5 Mayıs 2008 Pazartesi

Veda Tribi


Dün akşam Şükrü Saracoğlu’nda sezonun son maçı olan Fenerbahçe – Gençlerbirliği maçını izledim. Sivas’tan gelen gol haberleriyle beraber toplamda 6 gol sevinci yaşadığım bir maç olarak aklımda kalacak. Şampiyonluk bir yana, bu sene gittiğim son maç olduğunu bilmek garip bir his. Herhalde bunun içindir ki maçtan 1,5 saat önce staddaydım. Paraya acımadım 3 ytl’yi Cola Turka’ya verdim. Asidi de çok yerinde sayılmazdı. Neyse ki karnım toktu, zira 3 köfte barındıran sandviçe 6 ytl vermek pek doyurucu olmazdı.

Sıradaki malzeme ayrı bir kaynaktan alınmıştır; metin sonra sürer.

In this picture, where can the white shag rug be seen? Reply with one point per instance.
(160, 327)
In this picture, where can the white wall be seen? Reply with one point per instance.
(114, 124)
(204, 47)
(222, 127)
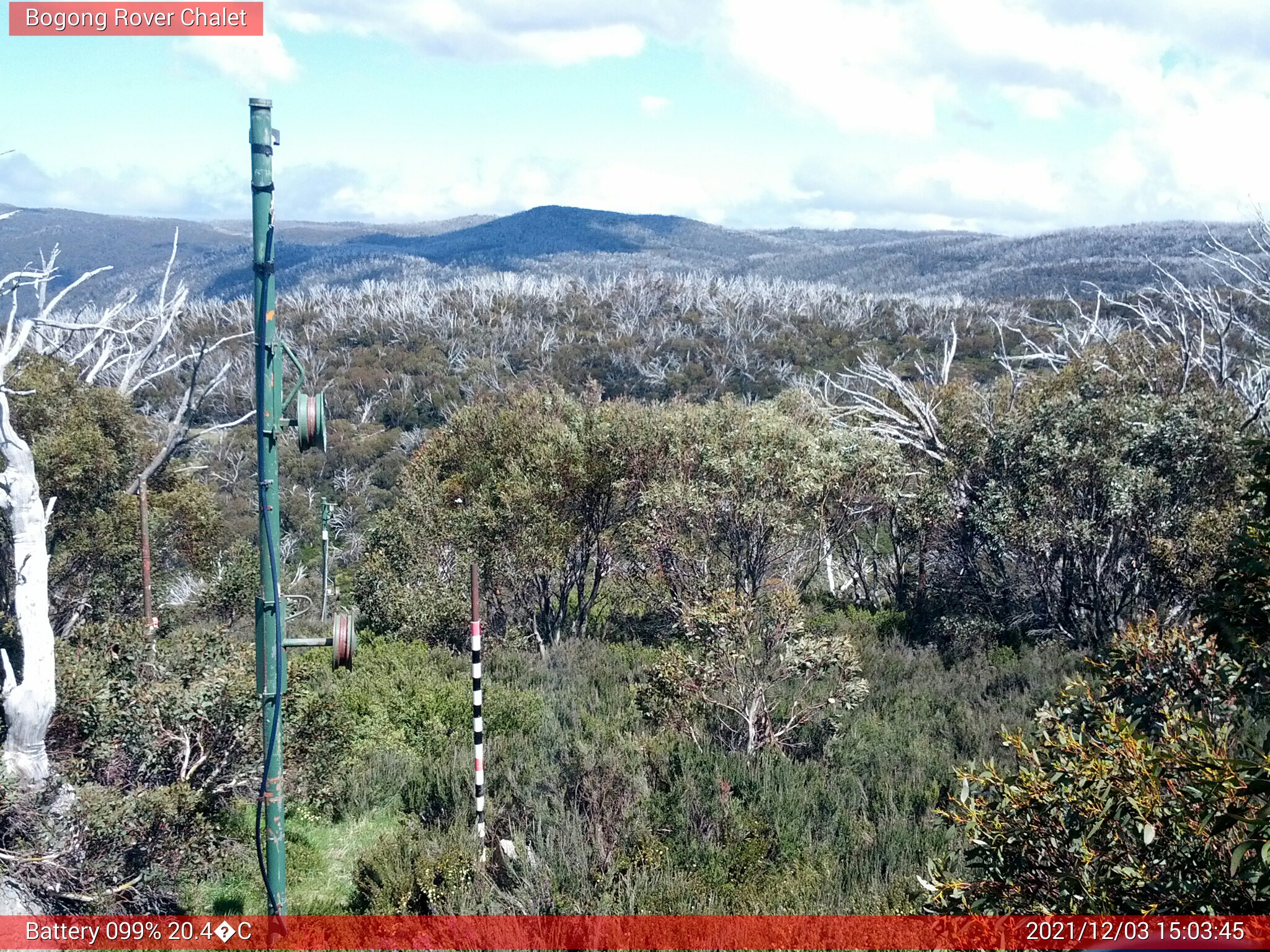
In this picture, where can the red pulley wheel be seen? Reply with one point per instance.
(343, 641)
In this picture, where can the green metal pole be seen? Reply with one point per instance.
(271, 666)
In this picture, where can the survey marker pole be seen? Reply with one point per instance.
(271, 666)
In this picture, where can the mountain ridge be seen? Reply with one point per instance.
(214, 255)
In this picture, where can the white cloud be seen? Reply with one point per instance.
(556, 32)
(1039, 102)
(1183, 88)
(853, 63)
(253, 63)
(653, 106)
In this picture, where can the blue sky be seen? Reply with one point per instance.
(1014, 116)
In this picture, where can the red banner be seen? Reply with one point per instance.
(636, 932)
(136, 19)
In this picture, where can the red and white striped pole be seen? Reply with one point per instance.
(478, 720)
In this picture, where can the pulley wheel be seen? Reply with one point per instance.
(311, 420)
(343, 641)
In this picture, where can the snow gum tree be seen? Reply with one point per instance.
(123, 347)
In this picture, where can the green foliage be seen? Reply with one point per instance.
(375, 736)
(1110, 809)
(235, 582)
(744, 494)
(1238, 604)
(753, 674)
(406, 874)
(1090, 500)
(148, 714)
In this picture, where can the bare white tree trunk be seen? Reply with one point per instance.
(29, 706)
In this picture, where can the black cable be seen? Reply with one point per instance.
(277, 594)
(277, 699)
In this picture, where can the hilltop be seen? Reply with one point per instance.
(588, 243)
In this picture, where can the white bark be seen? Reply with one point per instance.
(29, 705)
(103, 345)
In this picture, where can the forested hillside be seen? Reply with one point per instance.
(798, 598)
(582, 243)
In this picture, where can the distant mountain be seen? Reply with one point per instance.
(214, 257)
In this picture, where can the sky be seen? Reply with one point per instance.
(1006, 116)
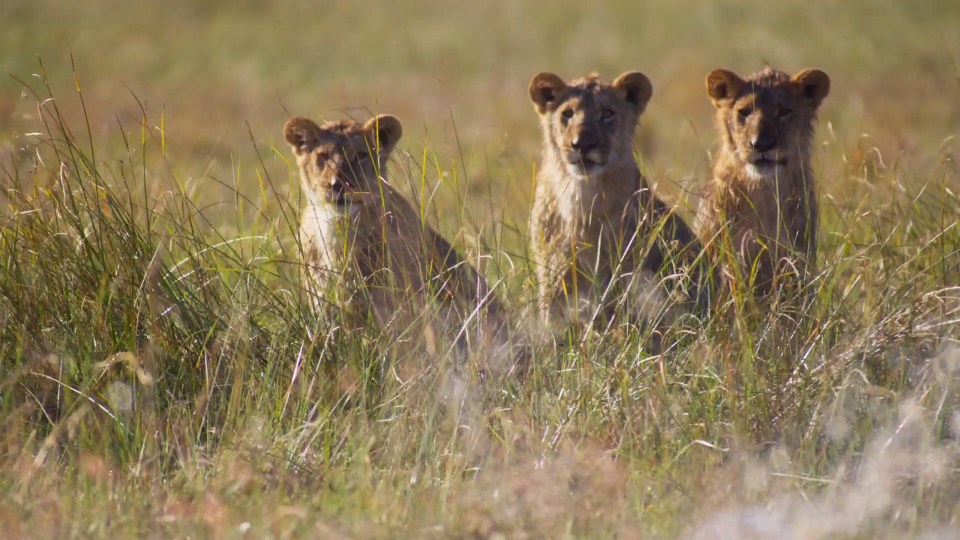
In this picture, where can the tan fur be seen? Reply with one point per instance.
(762, 200)
(594, 216)
(365, 248)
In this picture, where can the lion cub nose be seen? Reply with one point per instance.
(585, 141)
(763, 143)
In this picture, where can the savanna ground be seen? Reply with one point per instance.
(161, 376)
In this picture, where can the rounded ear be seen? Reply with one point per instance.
(723, 84)
(545, 88)
(387, 129)
(636, 89)
(302, 133)
(814, 85)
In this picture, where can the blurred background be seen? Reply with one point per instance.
(219, 80)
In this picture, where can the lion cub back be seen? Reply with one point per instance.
(762, 201)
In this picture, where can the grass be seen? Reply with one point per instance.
(161, 375)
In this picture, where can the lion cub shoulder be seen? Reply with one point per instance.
(363, 244)
(761, 202)
(599, 236)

Maçın başlamasına yakın çevremdeki koltukların sahipleri gelmeye başladı. O ana kadar farkında değildim ama taraftarlar arasında da bir mezuniyet havası vardı. Bugüne kadar sadece adını bilmeden selamlaştığım adamlar bugün elimi sıkıp “kardeşim nasılsın” falan diyordu. Boru değil 20’den fazla maçı beraber izleyip, maçın başlangıcında beraber zıplamışız. Gol olunca sarılıp öpenler de cabası…



Maç oynandı, goller attık yedik. Maçın sonunu getirdik bir şekilde. Artık futbolcuları “seneye görüşmek üzere” tadında alkışlarken bir tanesi soyunma odasına gitmeden sahada kaldı. İkinci yarının ortasında oyundan alınan Kežman sahada kalmış tek tek tribünlerle vedalaşıyordu. Bütün tribünleri birer birer gezerek alkışladı ve soyunma odasına doğru yol aldı. Her zaman yaptığının tersine bu sefer formasını vermedi kale arkasındaki gençlere, omzunda gitti. Zannımca son maçın hatırası olarak tuttu. Zira Kadıköy’de çıktığı son maç olduğunun farkında gibiydi.

Artık önümüzdeki senelerde Avrupa’da bir takımın maçı anlatılırken spiker “Daha önce Fenerbahçe’nin formasını da giymiş olan Kežman” diye anons edecek kendisini. Fenerbahçe’de hayal ettiği şeyleri yapamadı, taraftara istediğini veremedi belki Kežman. Hatta bu sezon gittiğim hemen hemen bütün maçlarda taraftardan en çok duyduğum söylem “Ulan 1 kere de geç be…” oldu. İkili mücadelelerde Anelka özlemimizi körüklese de kendisine kızan ve söylenen çoğu kişi gibi ben de sevdim Kežman’ı. Mücadelesi ve hırsından ötürü. Kızdığım zamanlar da olmuştur elbet ama kendisi anlamak zor değil. Dün neydik bugün ne olduk diyordur herhalde. Yoksa Kežman kalenin 1 metre yakınından topu üstten auta atacak topçu değil…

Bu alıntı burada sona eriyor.